Prurigo of Pregnancy
Prurigo of pregnancy doesn't pose any risk to the baby, but it can continue for several weeks or even months after delivery. It shows up as itchy pink or red bumps on the arms and legs and sometimes other body parts. Corticosteroid creams and antihistamines help control the itching.
Intrahepatic Cholestasis of Pregnancy
This presents itself as a severe rash during the third trimester. It's caused by elevated levels of bile fluids in the mother's system, when the liver slows down due to pregnancy hormones. It carries a risk of premature birth and even death of the baby if it's not caught early enough. Medicines that reduce the amount of bile in the mother's system will be prescribed, along with anti-itch creams for the rash itself. This is a serious condition for the baby and can affect his liver. Other treatment options and medications may focus on preserving the baby's health. Intrahepatic cholestasis of pregnancy goes away after delivery.
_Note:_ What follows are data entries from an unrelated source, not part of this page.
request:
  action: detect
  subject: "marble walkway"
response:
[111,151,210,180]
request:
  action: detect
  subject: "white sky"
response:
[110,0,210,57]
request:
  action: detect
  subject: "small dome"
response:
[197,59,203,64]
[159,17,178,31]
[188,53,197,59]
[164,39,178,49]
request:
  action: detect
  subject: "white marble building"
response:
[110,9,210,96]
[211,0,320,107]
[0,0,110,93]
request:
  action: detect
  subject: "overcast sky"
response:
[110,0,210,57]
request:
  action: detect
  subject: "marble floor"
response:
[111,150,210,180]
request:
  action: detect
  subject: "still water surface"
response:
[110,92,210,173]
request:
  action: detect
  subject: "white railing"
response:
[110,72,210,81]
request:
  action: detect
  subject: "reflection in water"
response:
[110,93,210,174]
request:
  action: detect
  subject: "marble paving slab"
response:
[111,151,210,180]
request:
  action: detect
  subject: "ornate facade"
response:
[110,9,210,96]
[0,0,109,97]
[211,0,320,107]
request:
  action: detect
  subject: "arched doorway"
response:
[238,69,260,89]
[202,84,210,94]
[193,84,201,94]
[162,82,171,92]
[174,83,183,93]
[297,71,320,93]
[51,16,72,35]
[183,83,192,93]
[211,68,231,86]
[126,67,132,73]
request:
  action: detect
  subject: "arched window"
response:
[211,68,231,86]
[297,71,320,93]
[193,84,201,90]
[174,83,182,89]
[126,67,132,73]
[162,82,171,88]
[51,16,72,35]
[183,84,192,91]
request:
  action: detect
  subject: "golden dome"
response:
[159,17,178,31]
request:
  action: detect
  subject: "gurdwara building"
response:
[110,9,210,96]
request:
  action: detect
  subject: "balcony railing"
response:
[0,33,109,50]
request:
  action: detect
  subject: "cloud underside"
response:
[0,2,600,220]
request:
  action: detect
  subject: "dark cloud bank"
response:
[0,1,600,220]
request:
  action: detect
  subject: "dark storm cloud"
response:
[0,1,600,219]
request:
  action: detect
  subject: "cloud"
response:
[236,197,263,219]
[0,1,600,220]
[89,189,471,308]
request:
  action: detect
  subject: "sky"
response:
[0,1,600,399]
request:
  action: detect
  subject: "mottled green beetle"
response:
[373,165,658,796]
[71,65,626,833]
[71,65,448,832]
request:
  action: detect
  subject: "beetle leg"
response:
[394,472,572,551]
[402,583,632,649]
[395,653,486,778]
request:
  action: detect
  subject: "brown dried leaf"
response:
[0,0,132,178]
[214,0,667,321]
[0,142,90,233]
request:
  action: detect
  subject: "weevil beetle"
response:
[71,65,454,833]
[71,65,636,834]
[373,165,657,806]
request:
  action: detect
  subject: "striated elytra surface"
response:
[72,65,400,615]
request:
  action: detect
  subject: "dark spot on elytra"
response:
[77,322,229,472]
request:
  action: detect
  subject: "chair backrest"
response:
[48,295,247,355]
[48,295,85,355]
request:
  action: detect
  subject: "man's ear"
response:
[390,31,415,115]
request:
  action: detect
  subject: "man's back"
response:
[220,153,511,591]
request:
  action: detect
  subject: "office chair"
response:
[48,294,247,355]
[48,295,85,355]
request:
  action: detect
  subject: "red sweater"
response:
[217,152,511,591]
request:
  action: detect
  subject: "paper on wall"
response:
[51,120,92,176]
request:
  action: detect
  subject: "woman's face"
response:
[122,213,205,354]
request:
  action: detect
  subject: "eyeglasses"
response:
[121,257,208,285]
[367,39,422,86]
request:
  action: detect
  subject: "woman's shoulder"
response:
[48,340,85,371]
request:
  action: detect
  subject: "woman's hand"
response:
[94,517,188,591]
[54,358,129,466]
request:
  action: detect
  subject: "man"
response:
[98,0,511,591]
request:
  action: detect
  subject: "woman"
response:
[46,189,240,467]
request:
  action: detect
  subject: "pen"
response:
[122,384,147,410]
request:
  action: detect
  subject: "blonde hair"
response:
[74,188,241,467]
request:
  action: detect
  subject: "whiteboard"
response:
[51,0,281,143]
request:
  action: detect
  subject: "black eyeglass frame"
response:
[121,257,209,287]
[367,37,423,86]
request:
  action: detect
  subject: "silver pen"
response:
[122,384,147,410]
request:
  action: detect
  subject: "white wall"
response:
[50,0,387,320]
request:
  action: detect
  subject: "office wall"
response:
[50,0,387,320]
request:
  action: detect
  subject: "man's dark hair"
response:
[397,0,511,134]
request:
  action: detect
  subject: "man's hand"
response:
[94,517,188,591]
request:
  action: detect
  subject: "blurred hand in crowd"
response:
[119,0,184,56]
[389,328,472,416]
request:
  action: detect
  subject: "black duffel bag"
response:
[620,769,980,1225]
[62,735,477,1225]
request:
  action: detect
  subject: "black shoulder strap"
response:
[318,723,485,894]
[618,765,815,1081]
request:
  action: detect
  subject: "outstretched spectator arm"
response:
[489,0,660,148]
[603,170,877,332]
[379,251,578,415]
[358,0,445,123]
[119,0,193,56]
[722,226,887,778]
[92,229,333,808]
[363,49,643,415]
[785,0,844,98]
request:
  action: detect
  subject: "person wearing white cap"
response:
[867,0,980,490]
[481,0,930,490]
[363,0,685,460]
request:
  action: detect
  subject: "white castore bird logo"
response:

Pemphigoid gestationis is much more uncommon than the previous rashes, affecting only one out of every 50,000 pregnancies in the U.S. It's an autoimmune condition that shows up as round patches on the abdomen initially. It usually spreads from there, but typically doesn't affect the mother's face, scalp or neck. Severe cases of this rash require oral corticosteroids to help manage the symptoms. It carries a risk of premature delivery and low birth weight for the baby, and sometimes the baby will have lesions from the condition when he is born.
This is a rare condition that shows up in the second half of pregnancy. The lesions from the rash can break open and release pus, and then the open sores can lead to secondary infections after impetigo. There are increased instances of infant mortality associated with this rash. Aggressive treatment with systemic corticosteroids and antibiotics is required. Impetigo herpetiformis goes away after delivery.
Pruritic Folliculitis of Pregnancy
This one presents as a rash on the abdomen, back, arms and legs. It poses no risk to the baby, and it resolves soon after the baby is born. Corticosteroid creams can help relieve the itching, and doctors have had success in treating it with ultraviolet light therapy as well.